Variables that can be used in parsing. All variables defined here can be referenced elsewhere in any of the Spec’s evaluated expressions.

accelforge.frontend.workload module#

All the objects used for a Workload description in AccelForge.

class accelforge.frontend.workload.Einsum[source]#

Bases: EvalableModel

Represents an Einsum, which is a single computation step in the workload. The Einsum includes a set of rank variables, which are used to index into tensors. Rank variables iterate through an iteration space.

For example, if the Einsum is A[m, n] += B[k, n] * C[k, n] and we define the iteration space as “0 <= m < 10, 0 <= n < 10, 0 <= k < 10”, then the Einsum will iterate through all possible values of (m, n, k) in the iteration space, indexing into tensors for each and updating A[m, n] with B[k, n] * C[k, n].

__init__(*args, **kwargs)[source]#

Create a new model by parsing and validating input data from keyword arguments.

Raises [ValidationError][pydantic_core.ValidationError] if the input data cannot be validated to form a valid model.

self is explicitly positional-only to allow self as a field name.

copy_source_tensor()[source]#

If this Einsum is a copy operation, returns the name of the tensor that is the source of the copy. Otherwise, returns None.

Return type:

str | None

static empty_renames()[source]#
Return type:

dict[str, InvertibleSet[str]]

property indexing_expressions: set[str]#

Returns a list of all the expressions that index into the tensors of this Einsum.

property input_tensor_names: set[str]#

Returns the names of the input tensors of this Einsum.

is_copy_operation: bool#

Whether the Einsum is a copy operation. Copy operations take the input tensor and directly place them at the location of the output tensor(s) without any computation. If the destination tensor is at the same location, then this is a no-op.

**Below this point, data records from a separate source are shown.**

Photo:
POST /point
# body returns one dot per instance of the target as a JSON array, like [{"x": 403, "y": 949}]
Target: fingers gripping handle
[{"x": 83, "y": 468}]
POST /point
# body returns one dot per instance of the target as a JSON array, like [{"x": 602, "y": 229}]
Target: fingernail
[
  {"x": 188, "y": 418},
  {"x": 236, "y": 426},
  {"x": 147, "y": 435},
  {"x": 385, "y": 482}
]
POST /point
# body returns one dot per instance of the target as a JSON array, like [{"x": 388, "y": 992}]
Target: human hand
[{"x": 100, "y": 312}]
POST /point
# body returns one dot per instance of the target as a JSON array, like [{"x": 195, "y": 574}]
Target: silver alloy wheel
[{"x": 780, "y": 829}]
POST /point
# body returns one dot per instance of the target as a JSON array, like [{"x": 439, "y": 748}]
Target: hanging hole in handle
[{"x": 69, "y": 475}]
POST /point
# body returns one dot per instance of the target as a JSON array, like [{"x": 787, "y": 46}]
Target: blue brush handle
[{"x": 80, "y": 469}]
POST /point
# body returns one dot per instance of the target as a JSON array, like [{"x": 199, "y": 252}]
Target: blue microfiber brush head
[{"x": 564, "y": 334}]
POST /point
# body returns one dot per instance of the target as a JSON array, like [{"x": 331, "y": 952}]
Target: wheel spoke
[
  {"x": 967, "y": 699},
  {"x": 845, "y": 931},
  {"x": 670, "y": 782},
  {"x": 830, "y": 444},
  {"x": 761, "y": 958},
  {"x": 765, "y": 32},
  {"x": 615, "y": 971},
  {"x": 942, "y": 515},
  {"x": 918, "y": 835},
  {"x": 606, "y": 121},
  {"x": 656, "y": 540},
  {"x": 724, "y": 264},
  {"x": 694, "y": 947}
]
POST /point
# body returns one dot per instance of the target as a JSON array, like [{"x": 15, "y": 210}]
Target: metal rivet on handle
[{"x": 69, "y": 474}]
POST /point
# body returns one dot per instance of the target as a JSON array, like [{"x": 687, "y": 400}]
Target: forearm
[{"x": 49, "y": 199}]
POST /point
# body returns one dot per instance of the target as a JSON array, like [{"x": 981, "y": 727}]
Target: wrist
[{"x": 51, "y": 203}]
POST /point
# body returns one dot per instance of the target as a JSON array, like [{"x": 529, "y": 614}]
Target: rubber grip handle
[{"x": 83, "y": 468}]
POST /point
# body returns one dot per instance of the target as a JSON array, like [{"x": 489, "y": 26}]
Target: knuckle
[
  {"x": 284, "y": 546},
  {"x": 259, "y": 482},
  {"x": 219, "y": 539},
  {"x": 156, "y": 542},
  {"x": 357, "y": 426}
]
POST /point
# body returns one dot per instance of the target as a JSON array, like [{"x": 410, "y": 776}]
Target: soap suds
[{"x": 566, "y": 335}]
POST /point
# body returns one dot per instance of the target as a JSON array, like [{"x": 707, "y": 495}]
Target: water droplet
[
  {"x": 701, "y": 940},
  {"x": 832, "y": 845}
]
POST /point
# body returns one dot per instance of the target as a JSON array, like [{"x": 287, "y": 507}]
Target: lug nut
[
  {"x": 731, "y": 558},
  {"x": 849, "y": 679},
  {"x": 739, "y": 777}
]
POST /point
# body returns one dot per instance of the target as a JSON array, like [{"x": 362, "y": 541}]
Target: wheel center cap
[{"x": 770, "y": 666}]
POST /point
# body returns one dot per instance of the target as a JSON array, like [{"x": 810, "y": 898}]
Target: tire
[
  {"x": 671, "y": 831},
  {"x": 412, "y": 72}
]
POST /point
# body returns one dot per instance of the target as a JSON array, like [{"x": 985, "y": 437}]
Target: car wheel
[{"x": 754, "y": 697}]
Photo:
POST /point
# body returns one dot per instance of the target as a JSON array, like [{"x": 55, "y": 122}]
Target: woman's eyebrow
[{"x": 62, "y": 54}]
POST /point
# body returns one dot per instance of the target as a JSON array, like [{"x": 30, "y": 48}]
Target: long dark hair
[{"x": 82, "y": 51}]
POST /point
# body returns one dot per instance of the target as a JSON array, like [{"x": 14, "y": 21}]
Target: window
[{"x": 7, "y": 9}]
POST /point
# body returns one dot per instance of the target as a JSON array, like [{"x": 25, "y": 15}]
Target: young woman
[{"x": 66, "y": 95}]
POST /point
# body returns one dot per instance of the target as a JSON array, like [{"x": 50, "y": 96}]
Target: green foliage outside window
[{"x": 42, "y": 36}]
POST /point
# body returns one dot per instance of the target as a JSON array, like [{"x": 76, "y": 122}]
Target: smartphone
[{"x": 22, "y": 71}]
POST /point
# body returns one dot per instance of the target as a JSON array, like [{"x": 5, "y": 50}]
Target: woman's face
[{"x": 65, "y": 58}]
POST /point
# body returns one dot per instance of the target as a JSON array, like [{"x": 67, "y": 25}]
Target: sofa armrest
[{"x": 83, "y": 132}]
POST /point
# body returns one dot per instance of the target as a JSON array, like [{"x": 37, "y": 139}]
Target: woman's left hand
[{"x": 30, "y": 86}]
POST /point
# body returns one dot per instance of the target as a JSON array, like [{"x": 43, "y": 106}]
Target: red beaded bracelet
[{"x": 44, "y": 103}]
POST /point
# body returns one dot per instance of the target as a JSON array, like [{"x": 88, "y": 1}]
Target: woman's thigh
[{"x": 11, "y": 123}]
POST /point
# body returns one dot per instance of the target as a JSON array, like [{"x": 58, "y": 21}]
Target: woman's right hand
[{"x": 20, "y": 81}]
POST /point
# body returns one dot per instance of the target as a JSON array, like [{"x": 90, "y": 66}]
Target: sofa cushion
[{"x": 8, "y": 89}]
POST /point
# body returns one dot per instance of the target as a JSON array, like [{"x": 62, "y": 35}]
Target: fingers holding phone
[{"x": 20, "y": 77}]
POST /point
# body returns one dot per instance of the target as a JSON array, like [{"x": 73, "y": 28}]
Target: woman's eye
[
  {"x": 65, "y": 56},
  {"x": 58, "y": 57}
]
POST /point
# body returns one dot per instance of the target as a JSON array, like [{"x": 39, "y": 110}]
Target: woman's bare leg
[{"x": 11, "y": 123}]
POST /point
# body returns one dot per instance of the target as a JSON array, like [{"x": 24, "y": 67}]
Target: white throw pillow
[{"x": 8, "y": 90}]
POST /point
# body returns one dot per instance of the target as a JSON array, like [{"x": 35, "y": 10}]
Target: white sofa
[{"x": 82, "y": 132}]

iteration_space_shape: Shape[str]#

Bounds of valid rank variable values. This is a list of expressions, each one an ISL expression. Additionally, global iteration_space_shape expressions are appended to the list if their rank variables are present in the Einsum’s rank_variables. For example, if the global scope has “m: 0 <= m < 10” and the Einsum has “m” in its rank_variables, then “0 <= m < 10” will be appended to the iteration_space_shape.

n_instances: int#

Number of times to repeat the Einsum. Multiplied by Workload.n_instances to get the total number of Einsum instances. Energy, latency, and other summable metrics are multiplied by this value. Persistent reservations are also multiplied by this value, but non-persistent reservations are not, as they are assumed to be freed between each instance.

name: str#

The name of the Einsum.

property output_tensor_names: set[str]#

Returns the names of the output tensors of this Einsum.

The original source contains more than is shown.